"Everything was working... until it wasn't"

If you’ve ever used Kubernetes in a real-world project, you've probably hit an error that made no sense at first glance — a Pod stuck restarting, a Service not routing traffic, or your app mysteriously vanishing from the internet. The good news? You’re not alone.

This guide walks you through the most common Kubernetes problems developers and DevOps teams face — and more importantly, how to fix them quickly. Whether you're new to Kubernetes or scaling your first production app, consider this your essential cheat sheet.
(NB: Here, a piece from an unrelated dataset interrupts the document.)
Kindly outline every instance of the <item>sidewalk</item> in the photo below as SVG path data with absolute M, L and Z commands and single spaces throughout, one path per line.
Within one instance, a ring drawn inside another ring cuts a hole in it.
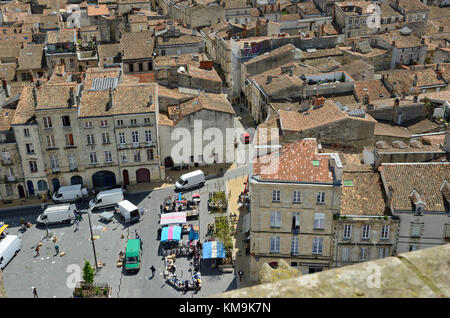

1. CrashLoopBackOff — The Pod That Won’t Stay Alive

Symptoms: Your Pod starts, crashes, restarts, and repeats the loop.

Why it happens:

  • App crashes on startup due to config/env issues
  • Failing health checks (liveness probe in particular)
  • Wrong entrypoint or command in the container

How to fix it:

  1. Check the container logs:
kubectl logs <pod-name>
  1. Describe the Pod to inspect events and probe settings:
kubectl describe pod <pod-name>
  1. Disable probes temporarily to test if they’re the issue.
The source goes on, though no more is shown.